Laurent Boussu, Directeur du département Gestion des risques et assurances des Laboratoires Servier, a répondu à nos questions sur l'affaire du Médiator, l’évolution des indemnisations, mais aussi sur le film La Fille de Brest, prochainement au cinéma.

Avez-vous pu visionner le film d’Emmanuelle Bercot et, le cas échéant, qu’en avez-vous pensé ?
Je n’ai pas vu le film qui n’est pas encore sorti en salle. La réalisatrice Emmanuelle Bercot est une artiste dont le talent est reconnu, mais je crains, en tant que collaborateur du Groupe Servier, qu’il s’agisse d’une nouvelle présentation stigmatisante et partiale du dossier, puisque d’après la réalisatrice, il s’agit uniquement du point de vue de Mme Frachon. En tant que juriste, en revanche, il peut présenter un intérêt dans la mesure où pour la première fois une œuvre de fiction sera présentée alors même que le dossier est toujours en cours d’instruction.
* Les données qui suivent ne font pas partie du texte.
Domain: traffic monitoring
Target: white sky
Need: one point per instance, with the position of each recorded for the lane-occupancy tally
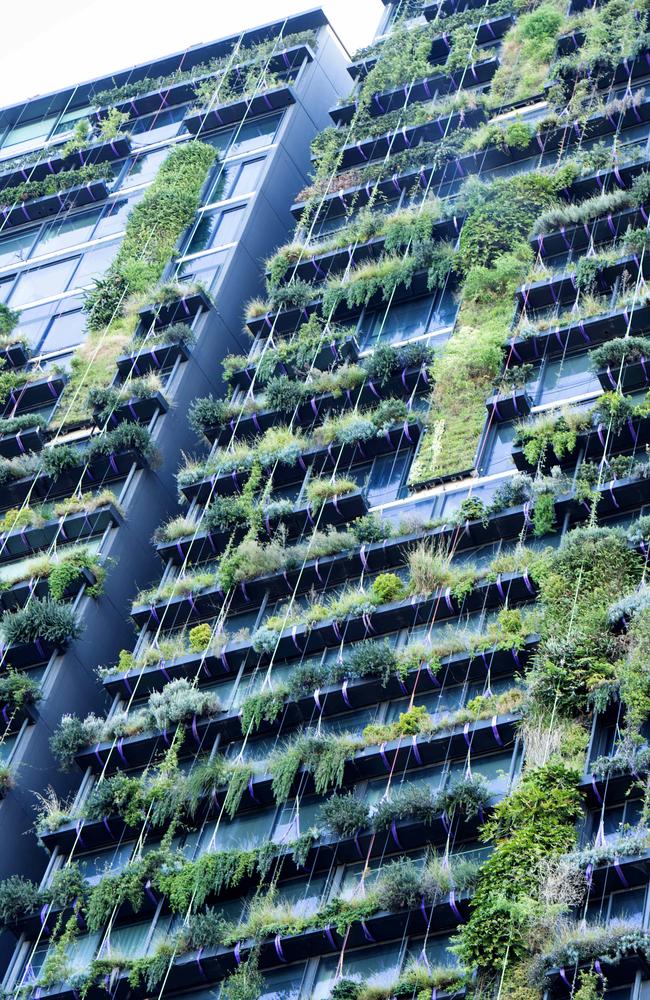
(50, 46)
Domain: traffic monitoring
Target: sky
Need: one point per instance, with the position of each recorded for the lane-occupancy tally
(50, 46)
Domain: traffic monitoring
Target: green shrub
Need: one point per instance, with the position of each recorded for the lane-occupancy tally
(387, 587)
(200, 637)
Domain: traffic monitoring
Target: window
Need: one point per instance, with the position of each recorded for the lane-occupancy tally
(626, 906)
(408, 320)
(66, 330)
(384, 477)
(283, 984)
(28, 135)
(497, 451)
(144, 168)
(216, 228)
(96, 865)
(157, 127)
(93, 263)
(115, 215)
(253, 135)
(609, 823)
(15, 247)
(372, 966)
(567, 377)
(67, 120)
(205, 269)
(243, 177)
(42, 282)
(69, 231)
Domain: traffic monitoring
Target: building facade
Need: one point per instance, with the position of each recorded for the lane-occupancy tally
(153, 195)
(382, 731)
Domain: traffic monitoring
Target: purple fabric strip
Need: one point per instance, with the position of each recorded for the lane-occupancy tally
(454, 908)
(277, 942)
Avez-vous été invités à témoigner, à raconter ce qui s’est passé de votre point de vue dans le cadre de la production de ce film ?
Non, aucun contact n’a été établi avec le Groupe Servier, ce qui montre bien les limites d’une histoire pourtant présentée comme proche de la réalité.
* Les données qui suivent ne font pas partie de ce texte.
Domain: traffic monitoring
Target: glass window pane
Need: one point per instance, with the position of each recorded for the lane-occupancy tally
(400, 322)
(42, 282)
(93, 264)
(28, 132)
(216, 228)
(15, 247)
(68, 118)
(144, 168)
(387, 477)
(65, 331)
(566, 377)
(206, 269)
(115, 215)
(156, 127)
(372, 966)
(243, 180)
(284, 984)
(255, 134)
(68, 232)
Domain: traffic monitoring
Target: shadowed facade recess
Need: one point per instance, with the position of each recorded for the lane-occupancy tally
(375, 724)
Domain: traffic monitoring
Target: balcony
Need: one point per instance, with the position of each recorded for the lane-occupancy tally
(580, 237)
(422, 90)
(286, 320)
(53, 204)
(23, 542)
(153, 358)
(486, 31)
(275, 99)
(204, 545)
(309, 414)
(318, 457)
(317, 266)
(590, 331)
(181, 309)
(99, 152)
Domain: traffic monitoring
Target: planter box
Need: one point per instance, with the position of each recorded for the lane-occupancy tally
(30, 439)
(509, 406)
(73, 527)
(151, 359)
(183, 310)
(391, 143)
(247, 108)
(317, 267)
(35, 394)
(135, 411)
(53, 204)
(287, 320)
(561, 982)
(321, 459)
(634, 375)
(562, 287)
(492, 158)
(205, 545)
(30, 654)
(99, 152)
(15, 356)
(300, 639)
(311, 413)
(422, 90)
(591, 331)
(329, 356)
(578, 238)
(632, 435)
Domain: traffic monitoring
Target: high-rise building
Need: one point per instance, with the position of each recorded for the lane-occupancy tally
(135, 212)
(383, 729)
Comment expliqueriez-vous ce qui s’est passé à tous ceux qui n’ont eu que la vision fragmentaire proposée par les médias pour comprendre l’affaire ?
Il y a beaucoup d’incompréhension autour de ce sujet, due à la complexité du dossier ainsi qu’au fait que le sujet a été traité à charge pour Servier dès le départ.
Les questions posées par le dossier Mediator sont d’une importance majeure puisqu’elles relèvent du domaine de la santé publique, de la commercialisation, de l’utilisation et de la surveillance des produits pharmaceutiques. La complexité de ces questions, ainsi que les enjeux cruciaux associés, ont été occultés par une forme d’emballement médiatique qui ne nous a pas permis d’apporter nos réponses et de présenter les informations dont nous disposions. Alors même que le Groupe s’est engagé à indemniser les victimes, qu’il a tenu ses engagements, on lit partout que cela n’est pas le cas et qu’au contraire le Groupe ferait tout pour ralentir le processus d’indemnisation. Cela illustre le décalage entre la façon de présenter les faits et la réalité. Chacun peut consulter les chiffres des indemnisations versées par le Groupe qui sont volontairement rendus publics sur son site internet.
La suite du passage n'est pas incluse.